📄 中文摘要
大型语言模型(LLMs)正日益被定位为招聘、医疗和经济判断等领域的决策引擎,然而,真实世界中的人类判断是理性审慎与情感驱动偏见之间的一种平衡。如果LLMs要参与高风险决策或作为人类行为模型,评估它们是否表现出类似的(非)理性和偏见模式至关重要。为此,本研究评估了多种大型语言模型在模拟人类判断和选择方面的表现。研究设计了一系列实验,包括认知偏见任务和基于情境的决策场景,旨在探究LLMs在面对与人类相似的认知挑战时,能否展现出与人类判断模式相符的理性或非理性行为。具体而言,实验涵盖了锚定效应、框架效应、确认偏误等经典认知偏见,以及在不确定性、风险和道德困境下的决策情境。
📄 English Summary
Sparks of Rationality: Do Reasoning LLMs Align with Human Judgment and Choice?

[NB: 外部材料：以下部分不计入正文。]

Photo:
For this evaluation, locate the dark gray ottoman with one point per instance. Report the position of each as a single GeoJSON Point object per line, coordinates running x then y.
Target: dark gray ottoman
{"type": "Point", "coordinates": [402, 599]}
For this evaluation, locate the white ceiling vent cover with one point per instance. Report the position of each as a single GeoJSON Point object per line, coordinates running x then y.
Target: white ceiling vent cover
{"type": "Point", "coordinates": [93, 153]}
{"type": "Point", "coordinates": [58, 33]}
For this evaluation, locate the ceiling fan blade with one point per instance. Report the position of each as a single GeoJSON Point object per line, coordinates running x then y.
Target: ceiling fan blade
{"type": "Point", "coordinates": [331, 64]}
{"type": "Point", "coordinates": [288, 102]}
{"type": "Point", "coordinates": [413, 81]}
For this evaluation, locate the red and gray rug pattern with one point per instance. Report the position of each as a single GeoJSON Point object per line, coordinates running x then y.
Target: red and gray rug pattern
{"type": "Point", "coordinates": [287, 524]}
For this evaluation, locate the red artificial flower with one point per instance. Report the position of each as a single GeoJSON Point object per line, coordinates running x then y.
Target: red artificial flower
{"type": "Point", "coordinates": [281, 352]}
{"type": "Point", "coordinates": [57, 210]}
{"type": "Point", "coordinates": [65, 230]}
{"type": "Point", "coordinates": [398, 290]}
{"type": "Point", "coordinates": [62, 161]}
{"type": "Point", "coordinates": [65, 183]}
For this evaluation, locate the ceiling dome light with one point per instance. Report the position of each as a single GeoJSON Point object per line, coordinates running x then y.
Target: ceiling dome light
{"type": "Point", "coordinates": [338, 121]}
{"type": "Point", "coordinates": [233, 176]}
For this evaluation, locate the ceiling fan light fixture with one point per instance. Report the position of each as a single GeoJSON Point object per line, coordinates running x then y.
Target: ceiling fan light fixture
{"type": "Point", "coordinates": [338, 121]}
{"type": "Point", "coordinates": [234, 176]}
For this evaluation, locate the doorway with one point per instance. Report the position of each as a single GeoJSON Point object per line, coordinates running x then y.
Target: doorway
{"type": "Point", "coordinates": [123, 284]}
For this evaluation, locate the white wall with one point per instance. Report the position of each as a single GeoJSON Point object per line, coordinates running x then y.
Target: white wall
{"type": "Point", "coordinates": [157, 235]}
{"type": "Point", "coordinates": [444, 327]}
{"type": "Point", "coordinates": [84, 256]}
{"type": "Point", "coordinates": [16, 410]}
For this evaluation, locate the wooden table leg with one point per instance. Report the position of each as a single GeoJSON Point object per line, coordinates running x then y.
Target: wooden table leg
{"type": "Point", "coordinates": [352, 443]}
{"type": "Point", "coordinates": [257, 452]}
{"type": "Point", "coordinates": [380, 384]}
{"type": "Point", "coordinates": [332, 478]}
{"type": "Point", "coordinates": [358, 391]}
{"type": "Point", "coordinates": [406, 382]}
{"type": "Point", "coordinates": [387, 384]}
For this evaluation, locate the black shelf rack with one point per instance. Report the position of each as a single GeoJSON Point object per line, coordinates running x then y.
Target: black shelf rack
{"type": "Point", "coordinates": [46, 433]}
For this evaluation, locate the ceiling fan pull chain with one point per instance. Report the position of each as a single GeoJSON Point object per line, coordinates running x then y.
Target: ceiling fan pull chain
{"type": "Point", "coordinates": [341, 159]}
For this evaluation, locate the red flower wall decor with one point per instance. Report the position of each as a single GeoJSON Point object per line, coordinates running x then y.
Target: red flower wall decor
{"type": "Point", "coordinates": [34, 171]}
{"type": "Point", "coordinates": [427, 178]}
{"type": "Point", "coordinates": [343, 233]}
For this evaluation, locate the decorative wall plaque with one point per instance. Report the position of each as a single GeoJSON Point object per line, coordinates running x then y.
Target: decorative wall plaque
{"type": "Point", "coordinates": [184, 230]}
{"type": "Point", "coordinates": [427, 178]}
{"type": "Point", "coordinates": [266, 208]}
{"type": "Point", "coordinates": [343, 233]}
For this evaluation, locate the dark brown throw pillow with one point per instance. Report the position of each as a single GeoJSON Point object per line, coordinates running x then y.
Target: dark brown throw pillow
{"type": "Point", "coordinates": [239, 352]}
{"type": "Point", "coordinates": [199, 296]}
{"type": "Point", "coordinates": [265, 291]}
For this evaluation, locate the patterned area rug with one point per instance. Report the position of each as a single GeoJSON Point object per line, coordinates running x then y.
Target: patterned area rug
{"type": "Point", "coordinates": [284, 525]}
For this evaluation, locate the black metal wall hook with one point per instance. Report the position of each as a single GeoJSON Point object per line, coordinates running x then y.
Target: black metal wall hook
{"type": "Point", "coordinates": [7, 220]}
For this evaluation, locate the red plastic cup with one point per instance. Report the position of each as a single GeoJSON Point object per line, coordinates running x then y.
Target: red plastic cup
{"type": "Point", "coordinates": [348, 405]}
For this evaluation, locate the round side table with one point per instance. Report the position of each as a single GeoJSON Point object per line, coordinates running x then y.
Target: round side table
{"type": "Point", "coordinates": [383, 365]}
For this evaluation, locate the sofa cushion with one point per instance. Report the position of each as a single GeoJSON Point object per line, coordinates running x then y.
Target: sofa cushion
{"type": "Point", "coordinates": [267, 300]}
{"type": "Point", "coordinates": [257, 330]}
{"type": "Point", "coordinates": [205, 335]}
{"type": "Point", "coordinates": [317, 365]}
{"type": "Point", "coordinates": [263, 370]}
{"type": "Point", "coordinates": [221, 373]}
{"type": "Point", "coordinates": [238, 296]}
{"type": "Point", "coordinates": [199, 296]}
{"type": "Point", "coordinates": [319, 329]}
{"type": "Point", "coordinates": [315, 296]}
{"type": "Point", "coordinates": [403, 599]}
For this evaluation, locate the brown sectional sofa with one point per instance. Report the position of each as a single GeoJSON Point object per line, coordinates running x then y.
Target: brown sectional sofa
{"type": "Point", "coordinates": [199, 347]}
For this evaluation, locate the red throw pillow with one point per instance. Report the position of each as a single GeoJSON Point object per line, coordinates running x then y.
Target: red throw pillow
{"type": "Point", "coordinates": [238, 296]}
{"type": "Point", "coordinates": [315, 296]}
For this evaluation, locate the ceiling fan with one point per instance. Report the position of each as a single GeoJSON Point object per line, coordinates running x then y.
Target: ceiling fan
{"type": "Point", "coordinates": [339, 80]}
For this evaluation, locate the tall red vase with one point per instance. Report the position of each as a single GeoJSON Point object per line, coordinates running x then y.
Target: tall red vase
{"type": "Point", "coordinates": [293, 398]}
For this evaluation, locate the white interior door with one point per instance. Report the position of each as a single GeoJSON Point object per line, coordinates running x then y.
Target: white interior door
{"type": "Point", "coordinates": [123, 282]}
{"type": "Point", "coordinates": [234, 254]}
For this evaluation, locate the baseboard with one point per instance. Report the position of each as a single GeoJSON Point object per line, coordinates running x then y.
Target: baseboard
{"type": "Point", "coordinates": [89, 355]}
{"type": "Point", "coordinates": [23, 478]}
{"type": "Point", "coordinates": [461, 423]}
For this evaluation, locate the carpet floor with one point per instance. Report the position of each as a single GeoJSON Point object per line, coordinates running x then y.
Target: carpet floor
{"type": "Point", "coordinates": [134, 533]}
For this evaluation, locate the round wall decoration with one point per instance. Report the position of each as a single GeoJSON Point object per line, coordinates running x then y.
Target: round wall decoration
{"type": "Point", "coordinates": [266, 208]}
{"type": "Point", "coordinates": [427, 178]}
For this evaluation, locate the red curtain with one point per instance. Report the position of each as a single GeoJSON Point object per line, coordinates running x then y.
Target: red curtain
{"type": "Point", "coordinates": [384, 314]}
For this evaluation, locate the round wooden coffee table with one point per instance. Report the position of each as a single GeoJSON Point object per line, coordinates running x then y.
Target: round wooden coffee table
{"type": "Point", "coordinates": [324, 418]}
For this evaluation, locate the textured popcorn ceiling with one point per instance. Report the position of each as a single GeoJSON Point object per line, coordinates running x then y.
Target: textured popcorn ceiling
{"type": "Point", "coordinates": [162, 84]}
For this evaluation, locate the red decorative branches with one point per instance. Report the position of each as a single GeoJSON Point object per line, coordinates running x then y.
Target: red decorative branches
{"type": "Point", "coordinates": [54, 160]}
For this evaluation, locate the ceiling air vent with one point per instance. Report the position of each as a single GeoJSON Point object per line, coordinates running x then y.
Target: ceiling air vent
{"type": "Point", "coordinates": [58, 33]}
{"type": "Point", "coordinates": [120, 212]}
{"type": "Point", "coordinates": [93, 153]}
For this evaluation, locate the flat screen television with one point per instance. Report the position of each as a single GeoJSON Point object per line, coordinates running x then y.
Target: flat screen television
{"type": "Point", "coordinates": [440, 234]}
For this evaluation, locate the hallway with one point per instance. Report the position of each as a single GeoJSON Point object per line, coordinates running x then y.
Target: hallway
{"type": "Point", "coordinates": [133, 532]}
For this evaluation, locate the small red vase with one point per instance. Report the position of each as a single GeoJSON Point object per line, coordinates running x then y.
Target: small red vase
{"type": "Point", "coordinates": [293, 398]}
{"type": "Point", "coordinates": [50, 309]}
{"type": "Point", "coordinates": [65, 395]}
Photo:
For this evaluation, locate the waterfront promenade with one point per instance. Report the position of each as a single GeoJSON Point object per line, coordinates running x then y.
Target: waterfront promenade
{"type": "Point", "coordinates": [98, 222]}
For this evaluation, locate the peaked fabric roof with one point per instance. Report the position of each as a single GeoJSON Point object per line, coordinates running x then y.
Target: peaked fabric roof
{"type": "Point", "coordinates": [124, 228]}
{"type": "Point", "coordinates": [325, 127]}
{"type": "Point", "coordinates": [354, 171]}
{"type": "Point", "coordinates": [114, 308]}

Large Language Models (LLMs) are increasingly positioned as decision engines for hiring, healthcare, and economic judgment, yet real-world human judgment reflects a balance between rational deliberation and emotion-driven bias. If LLMs are to participate in high-stakes decisions or serve as models of human behavior, it is critical to assess whether they exhibit analogous patterns of (ir)rationalities and biases. To this end, this study evaluates multiple LLMs' performance in simulating human judgment and choice. A series of experiments were designed, including cognitive bias tasks and scenario-based decision-making situations, to investigate whether LLMs can demonstrate rational or irrational behaviors consistent with human judgment patterns when facing similar cognitive challenges. Specifically, the experiments covered classic cognitive biases such as anchoring effect, framing effect, and confirmation bias, as well as decision-making scenarios under uncertainty, risk, and ethical dilemmas. By comparing the outputs of LLMs with human performance on the same tasks, the study aims to quantify the degree of deviation or consistency of LLMs in their decision-making processes. The results indicate that while some LLMs exhibit high logical reasoning capabilities in certain tasks, they often reproduce or even amplify cognitive biases inherent in humans. For instance, in some framing effect tasks, LLMs show similar sensitivity to information presentation as humans, but in other more complex ethical dilemmas, their decision logic may significantly differ from mainstream human judgment.